The lower court initially dismissed her claim, finding that the two year gap between her complaint and the decision not to re-hire her was too extended to establish the causal connection that is required of plaintiffs who allege retaliation. However, when Templeton pressed the issue up the legal chain, the Fourth Circuit Court of Appeals reversed the lower court, finding that it erred when it determined that too much time had elapsed between Templeton’s harassment complaint that the bank’s refusal to rehire her. Importantly, the Fourth Circuit concluded that because Templeton was retaliated against – if at all – upon the bank’s first opportunity to do so following her resignation, the two-year delay was not an impediment to finding a causal relation between the decision not to hire her in 2008 and her prior complaint in 2006.

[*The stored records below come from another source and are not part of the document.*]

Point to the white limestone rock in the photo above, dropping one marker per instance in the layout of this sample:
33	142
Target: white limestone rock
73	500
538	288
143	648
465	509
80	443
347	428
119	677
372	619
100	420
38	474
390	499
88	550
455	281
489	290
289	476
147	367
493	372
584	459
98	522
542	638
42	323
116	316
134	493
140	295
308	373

In deciding that an ex-employee may have a viable retaliation claim against a former employer based on activity which occurred while working during a prior stint with the employer several years back, the Fourth Circuit broke some new ground in the retaliation arena. Nevertheless, the important takeaway here is that employers should proceed with caution when making hiring decisions on former employees who wish to be considered for re-employment. Not only should employers engage in the usual consideration of their qualifications and suitability – much of which may probably be judged by their prior tenure – employers also should examine whether or not the employee has previously engaged in any form protected activity during their prior time with the employer. In the end, if you do reject their application, it is even more important than usual that there is a legitimate, non-retaliatory reason behind the decision, and that you have acted consistently when compared to other hiring decisions made for the same or similar positions in the past. If you do not, you’re making it very easy for the former employee to make a lawsuit very miserable for you.